Custom in-house models, such as last-touch attribution, were already familiar but had proven insufficient, leading to biased budget allocation and missed insights about the true buyer journey. Ultimately, these alternatives highlighted the need for a platform that could combine robust data handling, multi-model attribution views, and the ability to track anonymous touches in one place.
The Insights
- Branded Search Insights: What appeared to be strong Paid Search performance was actually concentrated in branded keywords at the bottom of the funnel. HockeyStack revealed the hidden impact of earlier non-branded touches that had been overlooked.
- Attribution Models Tell Different Stories: By comparing multiple models side by side, the team learned how attribution perspective changes outcomes—helping educate stakeholders that there isn’t one “truth” but multiple valid lenses.
- Journey Visualization: Trend and journey charts gave visibility into how different touchpoints worked together, showing the importance of sequencing rather than isolated conversions.
- Team Education: Dashboards became tools not just for reporting, but led the way for organization-wide mindset shifts.
The Results
“The return on HockeyStack isn’t just numbers. It’s our team becoming data-driven, making decisions based on evidence instead of gut instinct.

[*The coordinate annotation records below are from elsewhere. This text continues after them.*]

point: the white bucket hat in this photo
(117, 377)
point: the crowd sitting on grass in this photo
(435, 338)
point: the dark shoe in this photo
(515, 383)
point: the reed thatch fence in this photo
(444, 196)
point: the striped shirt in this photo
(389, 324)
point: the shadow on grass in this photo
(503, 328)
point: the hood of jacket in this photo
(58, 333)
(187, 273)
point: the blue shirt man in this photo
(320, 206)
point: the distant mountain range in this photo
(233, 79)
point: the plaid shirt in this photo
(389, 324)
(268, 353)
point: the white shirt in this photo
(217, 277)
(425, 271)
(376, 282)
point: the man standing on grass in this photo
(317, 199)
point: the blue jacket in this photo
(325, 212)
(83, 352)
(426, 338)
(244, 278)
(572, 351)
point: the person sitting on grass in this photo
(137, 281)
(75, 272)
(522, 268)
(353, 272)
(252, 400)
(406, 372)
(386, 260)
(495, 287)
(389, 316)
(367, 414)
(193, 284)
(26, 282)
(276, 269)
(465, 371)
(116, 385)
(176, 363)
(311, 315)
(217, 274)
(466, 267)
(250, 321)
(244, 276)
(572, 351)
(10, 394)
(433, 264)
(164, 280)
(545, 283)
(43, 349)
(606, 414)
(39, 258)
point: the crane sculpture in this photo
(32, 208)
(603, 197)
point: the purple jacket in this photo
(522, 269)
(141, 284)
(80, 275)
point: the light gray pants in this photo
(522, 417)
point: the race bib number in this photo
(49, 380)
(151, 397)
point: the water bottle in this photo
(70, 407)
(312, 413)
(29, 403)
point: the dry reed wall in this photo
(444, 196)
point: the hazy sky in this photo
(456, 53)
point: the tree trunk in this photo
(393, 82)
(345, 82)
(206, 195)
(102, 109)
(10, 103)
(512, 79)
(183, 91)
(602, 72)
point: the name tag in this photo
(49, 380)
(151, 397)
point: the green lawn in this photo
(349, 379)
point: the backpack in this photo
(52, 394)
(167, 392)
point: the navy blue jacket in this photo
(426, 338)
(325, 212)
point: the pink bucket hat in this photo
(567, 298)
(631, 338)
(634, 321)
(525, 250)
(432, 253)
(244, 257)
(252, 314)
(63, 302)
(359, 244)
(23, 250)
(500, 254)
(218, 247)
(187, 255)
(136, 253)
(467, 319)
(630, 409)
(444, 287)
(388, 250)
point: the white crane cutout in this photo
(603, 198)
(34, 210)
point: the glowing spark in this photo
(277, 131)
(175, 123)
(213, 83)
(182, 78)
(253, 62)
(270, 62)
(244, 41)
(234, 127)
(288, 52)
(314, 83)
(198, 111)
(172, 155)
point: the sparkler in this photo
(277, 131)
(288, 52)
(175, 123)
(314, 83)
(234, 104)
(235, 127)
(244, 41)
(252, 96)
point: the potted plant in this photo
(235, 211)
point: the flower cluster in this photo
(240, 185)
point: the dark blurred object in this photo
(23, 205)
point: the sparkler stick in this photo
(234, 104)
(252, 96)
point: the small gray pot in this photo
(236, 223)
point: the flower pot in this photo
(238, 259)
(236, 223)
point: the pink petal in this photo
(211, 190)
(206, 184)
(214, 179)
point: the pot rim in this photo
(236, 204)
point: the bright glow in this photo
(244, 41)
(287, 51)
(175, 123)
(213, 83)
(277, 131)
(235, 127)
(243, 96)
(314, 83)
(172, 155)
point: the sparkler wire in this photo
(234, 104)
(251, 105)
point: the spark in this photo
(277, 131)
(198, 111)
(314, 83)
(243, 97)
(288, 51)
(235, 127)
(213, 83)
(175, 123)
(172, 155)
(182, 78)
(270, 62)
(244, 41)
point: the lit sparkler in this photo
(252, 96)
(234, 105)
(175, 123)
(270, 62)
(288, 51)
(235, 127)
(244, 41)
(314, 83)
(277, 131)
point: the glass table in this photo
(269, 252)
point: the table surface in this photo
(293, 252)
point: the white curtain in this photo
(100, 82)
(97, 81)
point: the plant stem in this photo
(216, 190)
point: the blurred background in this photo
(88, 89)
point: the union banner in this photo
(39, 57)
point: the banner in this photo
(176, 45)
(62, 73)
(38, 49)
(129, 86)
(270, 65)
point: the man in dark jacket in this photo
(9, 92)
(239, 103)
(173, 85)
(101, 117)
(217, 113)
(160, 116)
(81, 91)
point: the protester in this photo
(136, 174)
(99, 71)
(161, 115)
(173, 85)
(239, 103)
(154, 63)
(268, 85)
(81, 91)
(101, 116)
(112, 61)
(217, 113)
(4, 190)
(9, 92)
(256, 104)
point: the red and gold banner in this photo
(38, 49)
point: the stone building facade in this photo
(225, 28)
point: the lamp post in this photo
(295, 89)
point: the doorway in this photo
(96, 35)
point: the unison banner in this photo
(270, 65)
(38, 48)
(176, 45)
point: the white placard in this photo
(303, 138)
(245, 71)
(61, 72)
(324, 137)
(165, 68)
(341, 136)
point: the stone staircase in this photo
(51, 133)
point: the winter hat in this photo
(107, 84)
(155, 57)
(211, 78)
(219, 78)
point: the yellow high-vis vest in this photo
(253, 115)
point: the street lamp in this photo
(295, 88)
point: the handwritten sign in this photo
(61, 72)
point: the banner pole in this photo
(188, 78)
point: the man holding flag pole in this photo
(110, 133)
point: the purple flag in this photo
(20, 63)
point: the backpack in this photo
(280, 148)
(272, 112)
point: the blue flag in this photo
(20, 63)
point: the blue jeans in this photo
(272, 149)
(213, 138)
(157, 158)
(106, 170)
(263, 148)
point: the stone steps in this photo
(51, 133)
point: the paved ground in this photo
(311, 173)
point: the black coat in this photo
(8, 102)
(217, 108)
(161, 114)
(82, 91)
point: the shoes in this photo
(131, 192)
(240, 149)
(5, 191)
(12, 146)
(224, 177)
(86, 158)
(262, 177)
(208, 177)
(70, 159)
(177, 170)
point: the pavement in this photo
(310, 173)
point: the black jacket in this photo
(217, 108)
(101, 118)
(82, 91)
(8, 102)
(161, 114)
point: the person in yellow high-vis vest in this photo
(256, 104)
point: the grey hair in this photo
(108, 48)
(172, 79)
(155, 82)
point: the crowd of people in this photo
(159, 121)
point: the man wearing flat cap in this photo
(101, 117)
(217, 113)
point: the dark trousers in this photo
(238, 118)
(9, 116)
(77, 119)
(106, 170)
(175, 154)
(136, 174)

With HockeyStack, our marketers can tell the story behind the data — not just read a chart.”
- Smarter Paid Search Investment: With new clarity into branded vs. non-branded performance, the team reallocated spend more effectively, ensuring money went toward campaigns driving demand.

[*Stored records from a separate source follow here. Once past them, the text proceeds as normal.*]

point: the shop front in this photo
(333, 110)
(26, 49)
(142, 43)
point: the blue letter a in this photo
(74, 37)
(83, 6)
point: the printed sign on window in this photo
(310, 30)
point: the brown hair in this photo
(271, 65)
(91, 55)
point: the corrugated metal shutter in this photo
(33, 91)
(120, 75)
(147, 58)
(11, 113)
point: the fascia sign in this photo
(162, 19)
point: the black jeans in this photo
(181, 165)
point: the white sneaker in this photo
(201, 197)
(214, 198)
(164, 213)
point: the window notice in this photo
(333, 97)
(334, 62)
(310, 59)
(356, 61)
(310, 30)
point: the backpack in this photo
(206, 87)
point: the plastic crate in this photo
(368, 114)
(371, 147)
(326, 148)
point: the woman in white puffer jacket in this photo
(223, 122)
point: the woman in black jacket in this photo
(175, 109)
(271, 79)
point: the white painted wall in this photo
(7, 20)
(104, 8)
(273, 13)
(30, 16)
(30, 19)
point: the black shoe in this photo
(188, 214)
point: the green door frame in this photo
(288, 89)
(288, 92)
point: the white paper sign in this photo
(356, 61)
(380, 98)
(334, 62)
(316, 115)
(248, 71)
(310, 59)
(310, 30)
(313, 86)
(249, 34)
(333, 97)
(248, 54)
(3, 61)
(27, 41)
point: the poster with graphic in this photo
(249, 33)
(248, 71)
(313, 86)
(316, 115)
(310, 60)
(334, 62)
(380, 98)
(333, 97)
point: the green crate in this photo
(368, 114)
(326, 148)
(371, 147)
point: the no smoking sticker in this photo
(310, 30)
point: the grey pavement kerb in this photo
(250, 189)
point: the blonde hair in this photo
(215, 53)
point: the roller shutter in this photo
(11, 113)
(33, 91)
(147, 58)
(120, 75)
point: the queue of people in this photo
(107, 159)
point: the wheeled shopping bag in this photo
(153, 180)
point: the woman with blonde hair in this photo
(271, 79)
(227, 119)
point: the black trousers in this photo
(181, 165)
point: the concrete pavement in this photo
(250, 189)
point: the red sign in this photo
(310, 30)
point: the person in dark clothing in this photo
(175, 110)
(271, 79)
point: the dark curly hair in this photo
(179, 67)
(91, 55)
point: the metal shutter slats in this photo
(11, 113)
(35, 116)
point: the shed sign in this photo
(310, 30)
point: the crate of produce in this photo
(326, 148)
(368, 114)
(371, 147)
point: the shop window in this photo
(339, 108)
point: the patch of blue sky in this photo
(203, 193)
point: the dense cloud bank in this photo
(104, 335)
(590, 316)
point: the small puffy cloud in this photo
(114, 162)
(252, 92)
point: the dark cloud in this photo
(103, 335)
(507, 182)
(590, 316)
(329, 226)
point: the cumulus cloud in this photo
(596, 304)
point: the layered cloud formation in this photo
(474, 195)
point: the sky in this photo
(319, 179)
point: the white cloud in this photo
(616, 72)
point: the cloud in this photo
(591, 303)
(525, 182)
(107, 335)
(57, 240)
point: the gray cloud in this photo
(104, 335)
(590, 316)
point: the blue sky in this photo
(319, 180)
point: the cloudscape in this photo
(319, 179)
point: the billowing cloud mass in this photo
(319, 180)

- Faster, More Confident Decision-Making: Having reliable attribution views eliminated second-guessing and allowed marketers to defend spend strategies with leadership using data, not anecdotes.
- Improved Executive Alignment: The CMO dashboard provided at-a-glance visibility for leadership, while tailored attribution views empowered individual teams—bridging the gap between high-level strategy and day-to-day execution.
- Cultural Shift Toward Data-Driven Marketing: Bi-weekly metrics reviews forced every team member to analyze and present their own data, embedding accountability and boosting organizational comfort with analytics.